Abandonando la caverna
Para
zafarse de morir devorado por una y otra, la Humanidad tiene que reinventarse.
Sólo así logrará afrontar convenientemente el gran reto al que se enfrenta: el
agotamiento de los recursos naturales y la destrucción del planeta, “la nave
común”, en palabras de Maalouf.
Esa
reinvención, que procuraría lo que para el autor libanés es el inicio de la
Historia, no su final como pretendía Fukuyama, exige encontrar nuevos valores
que, basados en los principios que originaron el nacimiento del pensamiento
liberal en Occidente y no en los que resultaron de su puesta en práctica más perversa,
sean permeables a las diferentes culturas y garanticen una mundialización que
asegure el pluralismo.
Para
Maalouf es urgente que la evolución moral alcance la misma velocidad conseguida
por la evolución material y tecnológica, y si los viejos valores no sirven
habrá que inventar otros.
Me
apresuro a especificar (…) que si bien (…) la solución no está en un “regreso”
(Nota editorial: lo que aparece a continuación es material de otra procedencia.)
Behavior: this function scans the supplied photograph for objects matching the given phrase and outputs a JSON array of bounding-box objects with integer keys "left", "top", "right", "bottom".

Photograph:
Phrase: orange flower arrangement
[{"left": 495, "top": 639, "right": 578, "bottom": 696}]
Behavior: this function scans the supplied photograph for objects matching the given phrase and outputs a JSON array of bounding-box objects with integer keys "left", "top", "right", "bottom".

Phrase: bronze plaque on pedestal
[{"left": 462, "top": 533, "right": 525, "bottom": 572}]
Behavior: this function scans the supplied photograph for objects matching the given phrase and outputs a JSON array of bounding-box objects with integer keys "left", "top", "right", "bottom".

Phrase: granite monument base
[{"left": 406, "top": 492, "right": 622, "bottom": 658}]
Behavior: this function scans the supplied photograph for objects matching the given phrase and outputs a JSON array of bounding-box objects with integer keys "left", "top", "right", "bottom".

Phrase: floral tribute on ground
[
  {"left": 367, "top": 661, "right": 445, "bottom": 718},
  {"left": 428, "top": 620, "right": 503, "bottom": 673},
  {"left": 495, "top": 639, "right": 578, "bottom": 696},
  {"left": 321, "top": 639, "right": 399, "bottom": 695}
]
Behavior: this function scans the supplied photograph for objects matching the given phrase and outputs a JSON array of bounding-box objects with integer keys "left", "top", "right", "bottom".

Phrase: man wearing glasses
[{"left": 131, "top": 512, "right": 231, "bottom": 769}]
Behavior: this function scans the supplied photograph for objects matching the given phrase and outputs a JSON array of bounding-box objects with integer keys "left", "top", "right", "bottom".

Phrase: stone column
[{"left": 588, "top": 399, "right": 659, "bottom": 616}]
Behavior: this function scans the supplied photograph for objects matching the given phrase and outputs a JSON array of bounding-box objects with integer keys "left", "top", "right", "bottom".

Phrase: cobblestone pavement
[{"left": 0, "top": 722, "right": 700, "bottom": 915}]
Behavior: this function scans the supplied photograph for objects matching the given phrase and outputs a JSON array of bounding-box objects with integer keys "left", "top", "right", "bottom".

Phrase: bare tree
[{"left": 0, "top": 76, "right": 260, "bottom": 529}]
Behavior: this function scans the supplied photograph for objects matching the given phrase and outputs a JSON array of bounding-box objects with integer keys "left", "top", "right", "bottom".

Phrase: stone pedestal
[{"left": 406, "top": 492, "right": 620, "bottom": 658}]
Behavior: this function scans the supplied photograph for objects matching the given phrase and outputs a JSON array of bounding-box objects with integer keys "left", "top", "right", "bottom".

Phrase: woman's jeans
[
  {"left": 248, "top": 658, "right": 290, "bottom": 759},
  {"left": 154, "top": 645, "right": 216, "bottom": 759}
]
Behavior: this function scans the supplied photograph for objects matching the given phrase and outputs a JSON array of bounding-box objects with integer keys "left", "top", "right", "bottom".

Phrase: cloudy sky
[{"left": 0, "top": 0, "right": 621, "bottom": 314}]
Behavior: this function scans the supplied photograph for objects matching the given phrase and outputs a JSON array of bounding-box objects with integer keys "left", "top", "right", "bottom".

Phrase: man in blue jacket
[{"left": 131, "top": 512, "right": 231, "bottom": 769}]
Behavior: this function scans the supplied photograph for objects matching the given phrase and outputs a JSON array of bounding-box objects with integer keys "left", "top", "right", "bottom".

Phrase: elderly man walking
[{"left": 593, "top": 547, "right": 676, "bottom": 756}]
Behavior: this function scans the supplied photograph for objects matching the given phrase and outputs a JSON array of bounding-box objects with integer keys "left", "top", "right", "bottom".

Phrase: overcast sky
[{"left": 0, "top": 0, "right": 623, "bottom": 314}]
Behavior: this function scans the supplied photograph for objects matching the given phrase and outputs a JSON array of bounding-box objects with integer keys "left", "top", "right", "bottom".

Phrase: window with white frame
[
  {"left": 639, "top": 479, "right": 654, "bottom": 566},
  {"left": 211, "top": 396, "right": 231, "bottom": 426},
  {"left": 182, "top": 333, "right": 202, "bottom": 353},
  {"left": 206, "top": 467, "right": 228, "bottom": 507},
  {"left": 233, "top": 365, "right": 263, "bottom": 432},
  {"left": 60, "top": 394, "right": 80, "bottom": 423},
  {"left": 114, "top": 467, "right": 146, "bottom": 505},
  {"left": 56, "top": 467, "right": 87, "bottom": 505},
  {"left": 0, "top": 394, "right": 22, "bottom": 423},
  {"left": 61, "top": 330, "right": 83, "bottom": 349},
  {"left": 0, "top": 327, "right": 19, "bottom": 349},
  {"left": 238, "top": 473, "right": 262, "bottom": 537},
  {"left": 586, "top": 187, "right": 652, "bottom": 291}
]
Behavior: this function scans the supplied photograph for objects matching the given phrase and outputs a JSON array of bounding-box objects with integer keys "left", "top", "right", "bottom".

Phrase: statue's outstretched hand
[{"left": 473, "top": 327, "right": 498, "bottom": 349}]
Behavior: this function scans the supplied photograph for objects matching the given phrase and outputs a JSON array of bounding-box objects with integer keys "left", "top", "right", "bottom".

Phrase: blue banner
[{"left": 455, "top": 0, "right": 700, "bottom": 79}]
que rinda culto al pasado, ni a las éticas tradicionales ni a las legitimidades
antiguas, tampoco se halla en un relativismo moral…
Esa
nueva escala de valores debe estar presidida, según Maalouf, por la cultura y
no por la religión, a la que a pesar de todo otorga un limitado papel y no
llega a rechazar. Y ello por tres razones. La primera porque la religión mal
entendida amenaza con perder a la Humanidad en la oscuridad del fanatismo; la
segunda porque la cultura es la herramienta intelectual y moral que permite al
ser humano prescindir de la voracidad del consumismo material a favor del
alimento intelectual a lo largo de toda la vida (es la forma de llenar todos
los años de más que el bienestar y la ciencia regalan al ser humano) y la tercera
porque la cultura es la mejor garantía para garantizar la diversidad y el
pluralismo mencionado. Conocer y entender la cultura del otro como forma de
alcanzar la paz.
Ésa
es la fórmula de Maalouf para salir de lo que considera la Prehistoria de la
Humanidad y encaminar el inicio de una Historia en común que supere los
conflictos y el pretendido “Choque de Civilizaciones”. Una fórmula imposible de
entender como ingenua o utópica, según el autor, por tratarse de la única capaz
de asegurar una posibilidad de supervivencia. De hecho, en su argumentación
Maalouf recurre a la ciencia para presentar su propuesta moral como la única
posible. Ante las pruebas que hablan de la debacle medioambiental ¿qué otra
solución cabe que la de la lucha común contra el agotamiento del planeta?
En
una formulación que algunos podrían calificar de positivista, el libanés expone
sus argumentos como pruebas científicas. Lo que no significa que se vaya a
conseguir llevar a la práctica. El propio Maalouf se muestra a ratos
esperanzado a ratos pesimista, aunque siempre tajante: estamos en una situación
de emergencia. Salir de ella es tarea de todos.